Her body was cremated Friday afternoon. I flew in Monday morning for a short service of one. My parents, Rachael and John, waited in the car while I said goodbye. The funeral director encouraged me to give my own eulogy, something from the heart.
“I have nothing,” I told him.
“Look a little deeper,” he said. “She was your mother. Surely you can find something to say.”
After a few minutes of silence, I found that something:
“I wish I could tell you how much I hate you,” the director cleared his throat. “But that would not be the truth. Despite all the misery you caused, my heart still aches for your touch,” this time I cleared my throat, trying to swallow the growing lump.
“Tiny rips still bleed, a lifelong infection that has no real cure. Ours is a love story gone wrong. A DNA we share coded with strife,” the director looked on as I ran my fingers along the sides of the urn.
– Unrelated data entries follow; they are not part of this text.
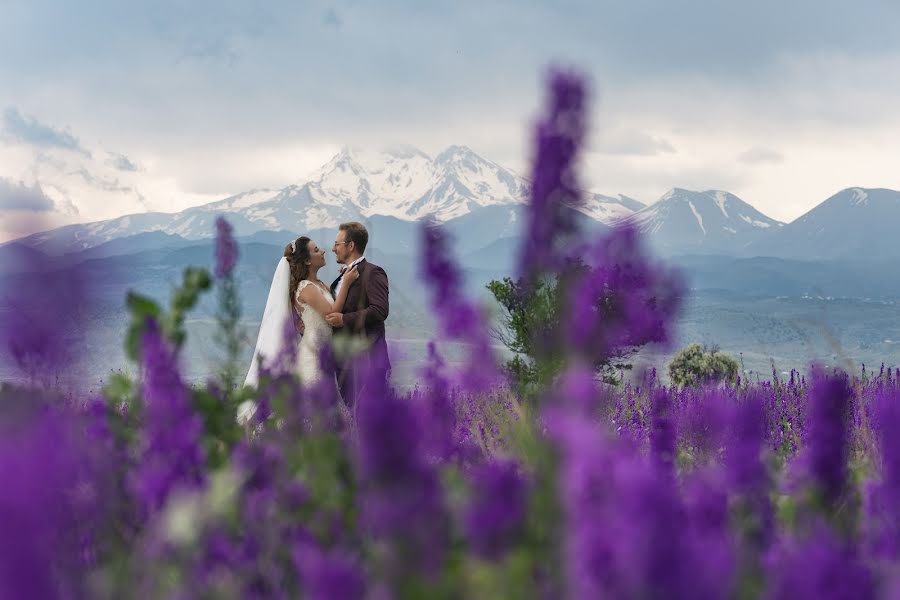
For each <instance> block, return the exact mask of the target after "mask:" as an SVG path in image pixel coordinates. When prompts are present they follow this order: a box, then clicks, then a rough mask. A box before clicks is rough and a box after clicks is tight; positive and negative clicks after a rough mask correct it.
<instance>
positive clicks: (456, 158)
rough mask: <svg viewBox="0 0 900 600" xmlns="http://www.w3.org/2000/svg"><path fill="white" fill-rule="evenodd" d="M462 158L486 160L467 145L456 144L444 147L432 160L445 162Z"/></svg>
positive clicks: (435, 162) (485, 160) (483, 160)
mask: <svg viewBox="0 0 900 600" xmlns="http://www.w3.org/2000/svg"><path fill="white" fill-rule="evenodd" d="M462 159H476V160H480V161H482V162H488V161H486V160H485V159H483V158H481V157H480V156H479V155H478V154H476V153H475V152H474V151H473V150H472V149H471V148H469V147H468V146H462V145H456V144H454V145H452V146H448V147H447V148H445V149H444V150H443V151H442V152H441V153H440V154H438V155H437V156H436V157H435V159H434V162H435V163H437V164H445V163H448V162H450V161H453V160H462Z"/></svg>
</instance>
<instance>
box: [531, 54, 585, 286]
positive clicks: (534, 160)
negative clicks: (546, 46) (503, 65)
mask: <svg viewBox="0 0 900 600" xmlns="http://www.w3.org/2000/svg"><path fill="white" fill-rule="evenodd" d="M586 104H587V92H586V85H585V82H584V80H583V79H582V78H581V77H579V76H577V75H574V74H570V73H565V72H561V71H557V72H554V73H552V74H551V76H550V95H549V98H548V106H547V112H546V114H545V115H544V117H543V118H542V119H541V121H540V122H539V123H538V125H537V127H536V130H535V147H536V151H535V156H534V158H533V167H532V173H531V201H530V204H529V211H528V225H527V227H528V229H527V231H526V232H525V233H526V235H525V240H526V241H525V242H524V245H523V247H522V251H521V256H520V262H519V274H520V276H521V277H524V278H525V279H526V280H527V279H529V278H530V277H531V276H532V275H535V274H537V273H540V272H542V271H554V270H556V269H557V268H558V267H559V266H560V265H561V264H562V263H563V262H564V259H565V257H564V256H561V255H560V253H559V252H557V247H558V246H560V245H562V244H563V243H564V242H565V238H566V237H567V236H570V235H572V234H574V233H575V232H576V223H575V220H574V219H575V212H574V210H573V208H574V207H576V206H578V205H579V204H580V203H581V201H582V199H581V192H580V189H579V187H578V182H577V179H576V175H575V167H576V165H575V159H576V157H577V155H578V151H579V149H580V148H581V144H582V142H583V140H584V135H585V129H586V123H585V121H586V111H585V106H586Z"/></svg>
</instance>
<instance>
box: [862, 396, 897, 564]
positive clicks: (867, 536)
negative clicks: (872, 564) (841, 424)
mask: <svg viewBox="0 0 900 600" xmlns="http://www.w3.org/2000/svg"><path fill="white" fill-rule="evenodd" d="M874 405H875V407H874V408H875V410H874V414H873V419H872V421H873V429H874V430H875V432H876V433H877V435H878V441H879V448H880V450H881V452H880V456H881V469H880V475H881V477H880V478H879V479H875V480H871V481H869V482H868V484H867V486H866V489H865V498H864V502H865V513H864V516H863V525H862V529H863V534H864V536H865V540H866V544H867V546H868V551H869V552H870V553H871V555H873V556H875V557H878V558H885V559H891V560H896V559H897V558H898V557H900V435H898V432H900V394H898V393H897V389H896V388H894V387H890V388H882V389H880V390H879V391H878V393H877V396H876V397H875V399H874Z"/></svg>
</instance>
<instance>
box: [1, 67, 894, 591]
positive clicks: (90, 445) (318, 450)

“Delusion. I wait for the voices to erupt and steal my soul as they did yours. I know there entangled in confusion is my story, slippery, frail, too complex to understand. Layers of love and hate, shelter and shame blurred until one. A space where you found safety, hope, clarity. A place where I fall again and again without reprieve, even in the wake of your death.” I wanted to be done. Somehow I felt the words, though flowing, could never be exact.
“I wish you peace. I really do.” I nodded at the director, a sign I was finished.
“Okay then,” he gathered a stack of papers and slipped them into a big envelope. “Sometimes it’s hard to find the right words.” He handed me that envelope and the urn. “Good luck, miss.”
I decided to spread her ashes between the clusters of Juniper trees she loved so much. This is, after all, where she found me.